I have seen many mixed reviews about this book. While I agree that there are both triumphs and failures to Grand Union, I do think it’s necessary to keep in mind that Zadie Smith is no longer the same writer she was in her 20s, and constantly comparing her recent works to White Teeth actually proves to be very unhelpful in discussing their individual impact.
In Literary Friction's 'City of Voices with Zadie Smith' podcast, Zadie Smith notes that she is driven by voices in her head, which compel her to write her work. When she hears a voice in her head, she writes it down. I think this is very clear from this group of short stories, which were not written in anticipation of becoming a collective.
While this makes for an interesting study of writing processes and narrative forms, it actually made for a rather incongruous read resembling a stream of consciousness, rather than a complete body of work. Although I don’t believe a collection of short stories has to address the same themes, or include the same people or feelings, I feel there needs to be some form of glue that holds them altogether. It is this which I thought was lacking in Grand Union.
The stories require the reader to quickly adapt to different locations, scenarios, themes and characters. As such, I don’t recommend reading this book in one sitting: each requires undivided attention from its reader. There are lots of postmodernist elements thrown into the mix and no real linear plot per se. The book must therefore be set within a wider picture, to avoid seeming fragmented or overly self-reflective. Some may find this refreshing and indeed such devices work well in being able to present our very chaotic contemporary, but it does run the risk of lacking momentum or direction. As a result, Grand Union came across as more of an academic piece to be studied, and less of a book for the casual reader.

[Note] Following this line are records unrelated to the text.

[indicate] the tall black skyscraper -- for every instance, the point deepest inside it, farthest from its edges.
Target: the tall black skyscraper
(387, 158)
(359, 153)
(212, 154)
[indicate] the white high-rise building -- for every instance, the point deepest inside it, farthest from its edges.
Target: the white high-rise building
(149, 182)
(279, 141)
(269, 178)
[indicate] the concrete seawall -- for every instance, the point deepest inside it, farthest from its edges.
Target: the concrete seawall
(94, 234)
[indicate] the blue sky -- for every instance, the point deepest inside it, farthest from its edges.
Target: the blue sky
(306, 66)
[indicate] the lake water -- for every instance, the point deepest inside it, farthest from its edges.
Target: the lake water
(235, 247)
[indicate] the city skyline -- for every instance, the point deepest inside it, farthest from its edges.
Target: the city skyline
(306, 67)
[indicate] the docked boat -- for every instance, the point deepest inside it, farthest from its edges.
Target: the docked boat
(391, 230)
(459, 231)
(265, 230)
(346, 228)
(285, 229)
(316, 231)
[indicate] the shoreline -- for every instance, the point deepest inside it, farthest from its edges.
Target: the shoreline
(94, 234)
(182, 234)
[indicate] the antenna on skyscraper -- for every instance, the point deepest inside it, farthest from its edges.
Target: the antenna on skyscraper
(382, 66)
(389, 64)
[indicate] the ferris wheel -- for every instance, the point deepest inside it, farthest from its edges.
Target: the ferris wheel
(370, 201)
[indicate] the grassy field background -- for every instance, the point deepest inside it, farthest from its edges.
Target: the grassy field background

Of the entire collection, ‘Parents’ Morning Epiphany’, ‘Miss Adele Amidst the Corsets’ and ‘Kelso Deconstructed’ were my definite favourites. ‘Parents’ Morning Epiphany’ is a story about narrative techniques in a way that might be explained to a child, but is really a mediation of life presented in a humorous and relatable way. I liked this one in particular for its comedic element. The other two of my favourites, ‘Kelso Deconstructed’ and ‘Miss Adele Amidst the Corsets’ I enjoyed because they felt like the most complete and story-like out of the short stories I read in this collection.
Grand Union is an eclectic mix of stories and vibrantly depicts Smith’s flexibility as a writer who is able to tackle a whole host of different themes and issues. Undoubtedly, there will be some you like more than others, but that is often the case with short stories. What cannot be disputed is Smith’s flare for writing captivating prose. Lovers of Zadie should give this a go, but if you are new to Smith and are wanting to get into her writing, I would suggest that her novels are a better place to start. There were some short stories I loved and also some that proved to be a bit of a miss but since I have to judge the book as an entire collection, I would have to give it a rating of 6.5/10.